B. La confirmation de l’absence de prétention au sens procédural
Cette solution s’appuie sur une conception stricte de la notion de prétention. Une prétention, au sens de l’article 4 du code de procédure civile, est une demande tendant à obtenir un avantage juridique. Or, les protestations et réserves, lorsqu’elles émanent d’une partie qui n’est pas assureur, ne constituent qu’une simple déclaration d’intention, sans effet sur le cours de l’instance. La Cour d’appel de Rennes a jugé que “n’est pas reconventionnelle, la demande formée par un codéfendeur contre un autre qui n’a élevé aucune prétention à son encontre” et que “ces demandes sont irrecevables” (Cour d’appel de Rennes, 4 février 2025, n°23/04263). Par analogie, les protestations et réserves ne peuvent être qualifiées de prétentions. De même, la Cour d’appel de Rennes a rappelé que l’article 564 du code de procédure civile prohibe les prétentions nouvelles en appel, sauf exceptions (Cour d’appel de Rennes, 30 avril 2025, n°24/04836). Cela confirme que les seules demandes ayant une portée juridique sont celles qui modifient l’objet du litige. En l’espèce, les protestations et réserves n’ayant aucun effet sur la mesure d’expertise, leur rejet est justifié.
Jurisprudences utilisées pour enrichir le commentaire
Fondements juridiques
Article 145 du Code de procédure civile En vigueur
S’il existe un motif légitime de conserver ou d’établir avant tout procès la preuve de faits dont pourrait dépendre la solution d’un litige, les mesures d’instruction légalement admissibles peuvent être ordonnées à la demande de tout intéressé, sur requête ou en référé.

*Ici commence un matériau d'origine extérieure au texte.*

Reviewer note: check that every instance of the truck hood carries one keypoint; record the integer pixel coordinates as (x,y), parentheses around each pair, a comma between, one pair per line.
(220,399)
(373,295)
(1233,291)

La juridiction territorialement compétente pour statuer sur une demande formée en application du premier alinéa est, au choix du demandeur, celle susceptible de connaître de l’affaire au fond ou, s’il y a lieu, celle dans le ressort de laquelle la mesure d’instruction doit être exécutée.
Par dérogation au deuxième alinéa, lorsque la mesure d’instruction porte sur un immeuble, la juridiction du lieu où est situé l’immeuble est seule compétente.
Article 331 du Code de procédure civile En vigueur
Il peut également être mis en cause par la partie qui y a intérêt afin de lui rendre commun le jugement.
Le tiers doit être appelé en temps utile pour faire valoir sa défense.
Article 4 du Code de procédure civile En vigueur
L’objet du litige est déterminé par les prétentions respectives des parties.
Ces prétentions sont fixées par l’acte introductif d’instance et par les conclusions en défense. Toutefois l’objet du litige peut être modifié par des demandes incidentes lorsque celles-ci se rattachent aux prétentions originaires par un lien suffisant.
Article 564 du Code de procédure civile En vigueur
A peine d’irrecevabilité relevée d’office, les parties ne peuvent soumettre à la cour de nouvelles prétentions si ce n’est pour opposer compensation, faire écarter les prétentions adverses ou faire juger les questions nées de l’intervention d’un tiers, ou de la survenance ou de la révélation d’un fait.